Derivative of 5tanx
2026-02-28 08:26 Diff
https://brightchamps.com/en-us/math/calculus/derivative-of-5tanx

We can derive the derivative of 5tanx using proofs. To show this, we will use the trigonometric identities along with the rules of differentiation.

There are several methods we use to prove this, such as:

  • By First Principle
     
  • Using Chain Rule

  • Using Product Rule

We will now demonstrate that the differentiation of 5tanx results in 5sec²x using the above-mentioned methods:

By First Principle

The derivative of 5tanx can be proved using the First Principle, which expresses the derivative as the limit of the difference quotient.
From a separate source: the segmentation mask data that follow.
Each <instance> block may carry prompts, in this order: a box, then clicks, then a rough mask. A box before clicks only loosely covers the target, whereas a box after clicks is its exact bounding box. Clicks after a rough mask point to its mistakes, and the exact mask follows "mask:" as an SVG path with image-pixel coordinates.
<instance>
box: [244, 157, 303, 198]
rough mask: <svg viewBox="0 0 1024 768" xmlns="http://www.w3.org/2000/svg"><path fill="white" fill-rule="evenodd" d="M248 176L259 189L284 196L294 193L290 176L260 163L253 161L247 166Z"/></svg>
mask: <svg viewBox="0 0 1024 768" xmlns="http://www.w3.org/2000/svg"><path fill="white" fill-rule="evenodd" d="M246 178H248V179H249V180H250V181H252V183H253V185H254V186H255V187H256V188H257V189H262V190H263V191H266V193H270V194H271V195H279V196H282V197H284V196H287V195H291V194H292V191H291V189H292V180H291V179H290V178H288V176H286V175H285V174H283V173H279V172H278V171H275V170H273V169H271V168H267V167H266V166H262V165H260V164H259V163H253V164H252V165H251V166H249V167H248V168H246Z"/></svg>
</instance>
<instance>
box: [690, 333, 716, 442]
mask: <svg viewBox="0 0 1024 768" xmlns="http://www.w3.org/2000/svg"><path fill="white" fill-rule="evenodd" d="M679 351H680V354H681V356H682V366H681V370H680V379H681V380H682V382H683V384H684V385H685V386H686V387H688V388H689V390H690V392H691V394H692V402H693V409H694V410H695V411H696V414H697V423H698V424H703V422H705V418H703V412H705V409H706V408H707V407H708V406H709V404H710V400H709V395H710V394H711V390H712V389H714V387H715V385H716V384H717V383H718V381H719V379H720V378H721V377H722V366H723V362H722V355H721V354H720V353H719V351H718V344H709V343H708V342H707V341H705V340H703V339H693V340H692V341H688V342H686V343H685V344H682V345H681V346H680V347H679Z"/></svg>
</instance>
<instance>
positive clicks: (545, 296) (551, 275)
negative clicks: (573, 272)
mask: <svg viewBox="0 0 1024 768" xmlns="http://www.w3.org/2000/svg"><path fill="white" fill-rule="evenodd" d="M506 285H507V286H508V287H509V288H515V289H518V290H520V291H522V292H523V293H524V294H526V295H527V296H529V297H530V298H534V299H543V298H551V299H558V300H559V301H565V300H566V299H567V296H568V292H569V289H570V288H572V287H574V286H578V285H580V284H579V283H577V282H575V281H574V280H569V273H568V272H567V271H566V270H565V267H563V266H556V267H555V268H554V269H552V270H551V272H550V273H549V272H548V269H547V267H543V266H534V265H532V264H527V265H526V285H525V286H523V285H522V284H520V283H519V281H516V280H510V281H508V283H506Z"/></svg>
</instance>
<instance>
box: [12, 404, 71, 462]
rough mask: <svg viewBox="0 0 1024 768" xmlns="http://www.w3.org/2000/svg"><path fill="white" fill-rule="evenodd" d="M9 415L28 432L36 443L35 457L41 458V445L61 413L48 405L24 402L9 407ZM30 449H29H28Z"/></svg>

To find the derivative of 5tanx using the first principle, we will consider f(x) = 5tanx. Its derivative can be expressed as the following limit. f'(x) = limₕ→₀ [f(x + h) - f(x)] / h … (1) Given that f(x) = 5tanx, we write f(x + h) = 5tan(x + h). Substituting these into equation (1), f'(x) = limₕ→₀ [5tan(x + h) - 5tanx] / h = 5 limₕ→₀ [tan(x + h) - tanx] / h = 5 limₕ→₀ [[sin(x + h) / cos(x + h)] - [sinx / cosx]] / h = 5 limₕ→₀ [[sin(x + h)cosx - cos(x + h)sinx] / [cosx · cos(x + h)]] / h We now use the formula sinAcosB - cosAsinB = sin(A-B). f'(x) = 5 limₕ→₀ [sinh] / [h cosx · cos(x + h)] = 5 limₕ→₀ [sinh] / [h cosx · cos(x + h)] = 5 limₕ→₀ (sinh)/h · limₕ→₀ 1 / [cosx · cos(x + h)] Using limit formulas, limₕ→₀ (sinh)/h = 1. f'(x) = 5 [1 / (cosx · cos(x + 0))] = 5/cos²x As the reciprocal of cosine is secant, we have, f'(x) = 5sec²x. Hence, proved.

Using Chain Rule

To prove the differentiation of 5tanx using the chain rule, We use the formula: Tanx = sinx/cosx Consider f(x) = sinx and g(x) = cosx So we get, tanx = f(x)/g(x) By quotient rule: d/dx [f(x) / g(x)] = [f'(x)g(x) - f(x)g'(x)] / [g(x)]² … (1) Let’s substitute f(x) = sinx and g(x) = cosx in equation (1), d/dx (tanx) = [(cosx)(cosx) - (sinx)(-sinx)] / (cosx)² (cos²x + sin²x) / cos²x …(2) Here, we use the formula: (cos²x) + (sin²x) = 1 (Pythagorean identity) Substituting this into (2), d/dx (tanx) = 1 / (cosx)² Since secx = 1/cosx, we write: d/dx(tanx) = sec²x Thus, d/dx (5tanx) = 5sec²x

Using Product Rule

We will now prove the derivative of 5tanx using the product rule. The step-by-step process is demonstrated below: Here, we use the formula, 5tanx = 5(sinx/cosx) 5tanx = 5(sinx)(cosx)⁻¹ Given that, u = sinx and v = (cosx)⁻¹ Using the product rule formula: d/dx [u.v] = u'.v + u.v' u' = d/dx (sinx) = cosx. (substitute u = sinx) Here we use the chain rule: v = (cosx)⁻¹ = (cosx)⁻¹ (substitute v = (cosx)⁻¹) v' = -1(cos)⁻² d/dx (cosx) v' = sinx / (cosx)² Again, use the product rule formula: d/dx (5tanx) = 5[u'.v + u.v'] Let’s substitute u = sinx, u' = cosx, v = (cosx)⁻¹, and v' = sinx / (cosx)² When we simplify each term: We get, d/dx (5tanx) = 5(1 + sin²x / (cosx)²) sin²x / (cosx)² = tan²x (we use the identity sin²x + cos²x = 1) Thus: d/dx (5tanx) = 5(1 + tan²x) Since, 1 + tan²x = sec²x d/dx (5tanx) = 5sec²x.